Maureen McGranaghan
mcgranaghan.bsky.social
Maureen McGranaghan
@mcgranaghan.bsky.social
Writer, Reader, Teacher, Student
www.maureenmcgranaghan.com
She's amazing. Saw her read in Pittsburgh recently. I went on a whim since I loved her book Nox, and she was fantastic and brilliant in a graceful, understated way. Now I want to read everything. Starting with her translations of Sappho...
November 22, 2025 at 4:14 PM
The situation is frightful. I find this chapter very dark.
November 22, 2025 at 3:29 AM
"But here the balance of power is different, he said, because as much as your clients might hate and resent you they also need you, for the reason that they don't know how to do what you do." The power of skill. #rachelcusktogether
November 21, 2025 at 1:05 PM
It is a nice turn of phrase, but I wondered if it's builder's voice. I had a hard time imagining him uttering that sentence spontaneously; it seems like her language. (She isn't quoting him there, but the section does seem like his commentary throughout. Hmm.)
November 21, 2025 at 1:00 PM
I lived for 14 years in a basement apartment and could hear everything in the unit above. I don't have any particularly dramatic stories, but it was aggravating at times; I could hear people snore! I didn't complain--they were just living their lives--but I never really became reconciled either.

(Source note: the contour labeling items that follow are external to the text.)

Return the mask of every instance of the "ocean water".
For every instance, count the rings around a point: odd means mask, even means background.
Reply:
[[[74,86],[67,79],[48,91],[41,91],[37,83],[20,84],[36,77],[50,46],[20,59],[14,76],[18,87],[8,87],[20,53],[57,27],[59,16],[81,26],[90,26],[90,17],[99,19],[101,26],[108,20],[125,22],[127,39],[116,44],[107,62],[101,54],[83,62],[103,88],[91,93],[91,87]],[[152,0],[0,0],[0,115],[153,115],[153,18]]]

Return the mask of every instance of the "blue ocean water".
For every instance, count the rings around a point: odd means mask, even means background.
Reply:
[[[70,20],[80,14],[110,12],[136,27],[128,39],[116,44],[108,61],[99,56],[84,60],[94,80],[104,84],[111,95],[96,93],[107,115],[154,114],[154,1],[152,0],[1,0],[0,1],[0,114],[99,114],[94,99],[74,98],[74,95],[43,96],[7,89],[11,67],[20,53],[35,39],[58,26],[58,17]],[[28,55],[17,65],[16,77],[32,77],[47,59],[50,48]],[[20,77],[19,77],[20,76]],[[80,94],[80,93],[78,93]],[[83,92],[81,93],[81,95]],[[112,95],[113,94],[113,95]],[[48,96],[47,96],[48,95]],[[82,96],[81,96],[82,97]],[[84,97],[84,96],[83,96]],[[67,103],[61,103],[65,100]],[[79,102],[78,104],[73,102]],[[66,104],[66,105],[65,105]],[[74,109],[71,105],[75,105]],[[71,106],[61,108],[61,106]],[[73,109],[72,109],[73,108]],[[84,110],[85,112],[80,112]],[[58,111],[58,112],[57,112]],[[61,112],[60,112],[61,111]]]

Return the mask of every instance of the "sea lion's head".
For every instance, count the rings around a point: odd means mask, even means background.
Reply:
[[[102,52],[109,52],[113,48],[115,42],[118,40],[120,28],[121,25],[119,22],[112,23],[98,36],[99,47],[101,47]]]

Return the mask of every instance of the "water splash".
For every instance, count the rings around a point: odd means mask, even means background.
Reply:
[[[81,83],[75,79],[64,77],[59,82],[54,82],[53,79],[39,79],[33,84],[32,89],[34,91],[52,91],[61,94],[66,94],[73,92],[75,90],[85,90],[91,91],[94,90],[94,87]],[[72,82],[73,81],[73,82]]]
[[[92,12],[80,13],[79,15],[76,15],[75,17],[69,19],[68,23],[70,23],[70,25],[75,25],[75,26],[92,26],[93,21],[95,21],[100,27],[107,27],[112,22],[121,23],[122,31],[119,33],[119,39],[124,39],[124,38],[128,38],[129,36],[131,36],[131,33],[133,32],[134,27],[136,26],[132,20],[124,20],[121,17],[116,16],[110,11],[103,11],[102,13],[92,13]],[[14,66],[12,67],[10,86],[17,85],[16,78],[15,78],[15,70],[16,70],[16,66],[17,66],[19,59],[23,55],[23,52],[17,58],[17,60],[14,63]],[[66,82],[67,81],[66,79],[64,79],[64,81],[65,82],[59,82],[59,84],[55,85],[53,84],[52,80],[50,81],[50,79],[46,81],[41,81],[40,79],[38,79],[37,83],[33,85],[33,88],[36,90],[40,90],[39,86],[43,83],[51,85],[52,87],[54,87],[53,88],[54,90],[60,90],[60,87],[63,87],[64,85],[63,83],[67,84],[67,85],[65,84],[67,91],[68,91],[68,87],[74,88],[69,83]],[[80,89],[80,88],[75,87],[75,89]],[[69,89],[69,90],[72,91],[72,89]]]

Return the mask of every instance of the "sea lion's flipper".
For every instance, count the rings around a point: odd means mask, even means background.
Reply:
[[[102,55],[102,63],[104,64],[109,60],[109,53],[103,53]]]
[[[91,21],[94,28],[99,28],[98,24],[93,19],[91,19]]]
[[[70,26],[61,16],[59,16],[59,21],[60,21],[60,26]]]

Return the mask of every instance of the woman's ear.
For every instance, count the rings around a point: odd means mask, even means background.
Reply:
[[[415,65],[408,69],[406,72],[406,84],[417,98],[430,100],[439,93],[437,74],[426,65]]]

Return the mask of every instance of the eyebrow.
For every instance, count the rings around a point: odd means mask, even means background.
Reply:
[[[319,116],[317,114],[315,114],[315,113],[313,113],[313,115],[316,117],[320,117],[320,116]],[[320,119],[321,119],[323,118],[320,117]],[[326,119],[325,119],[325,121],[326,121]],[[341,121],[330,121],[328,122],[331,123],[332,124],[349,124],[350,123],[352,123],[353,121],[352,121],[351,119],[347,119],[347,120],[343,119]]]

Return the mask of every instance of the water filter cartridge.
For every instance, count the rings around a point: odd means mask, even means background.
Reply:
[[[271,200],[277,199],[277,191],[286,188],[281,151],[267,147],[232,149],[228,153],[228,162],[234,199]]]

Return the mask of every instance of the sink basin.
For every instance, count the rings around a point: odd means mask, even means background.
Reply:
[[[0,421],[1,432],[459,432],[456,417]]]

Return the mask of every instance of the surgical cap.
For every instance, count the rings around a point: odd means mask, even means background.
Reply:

November 21, 2025 at 12:51 PM
Beautiful.
November 18, 2025 at 3:23 AM
Much more. I think that's why this book is my favorite.
November 18, 2025 at 3:21 AM
And I didn't think she had any reason to berate herself with respect to Paniotis, though now I wonder if those feelings are related to how she left Gerard and her sense of guilt over that.
November 16, 2025 at 12:26 PM
She is vehement about it, however. It's interesting to revisit this here, in a different context. By her own description, she left Gerard “without much ceremony or explanation, for someone else.” That sounds insensitive, but I'm not sure I would describe it as "criminal" the way she does.
November 16, 2025 at 12:25 PM
Looking forward to reading this. My introduction to Franklin was Anna Ziegler's play Photogragh 51. (My brother played Maurice Wilkins in a production in Philly.) Now I see it's being made into a film with Natalie Portman playing Franklin.
November 16, 2025 at 12:11 PM
Makes me wonder if he confides like that habitually.
November 13, 2025 at 12:04 PM
Read the following in NY Times article: "Sycophancy, in which chatbots agree with and excessively praise users, is a trait they’ve manifested partly because their training involves human beings rating their responses.“ Unlike people, they're designed, or they've developed, to give us what we want.
November 13, 2025 at 12:02 PM
I have a brother in real estate and found myself wanting to read this part to him. I'm sure he's seen it all. The estate agent certainly waxes voluble with her.
November 13, 2025 at 4:17 AM
Oh wow, they did Transit! Awesome.
November 13, 2025 at 2:56 AM
I first read this book before AI erupted onto the scene, and it was eerie (that's the word) to revisit this opening chapter.
November 13, 2025 at 2:54 AM
I'm not sure what to make of these lines. I question the assertion that machines deliver more tenderness than people (despite humans' capacity for callousness), and I don't see much erosion in the power to hurt in our algorithm-driven culture. Then again, she's reporting, not endorsing.
November 13, 2025 at 2:52 AM
Curious to hear people's thoughts on the next two. Transit may be my favorite of the three.
November 9, 2025 at 8:20 PM
This line struck me too. There are people in my extended family who are distinctly reserved, and this is precisely what I feel about them: they are out of reach. I feel thwarted in my efforts to connect with them.
November 9, 2025 at 2:12 PM
Also, it seemed strange to me that they wrote these stories but instead of exchanging or reading them aloud in class, they just relate what's in them. That being said, Sylvia's contest with Mimi the dog makes me forget the contrivance. I'm absorbed in it, wondering who will prevail! (Neither?)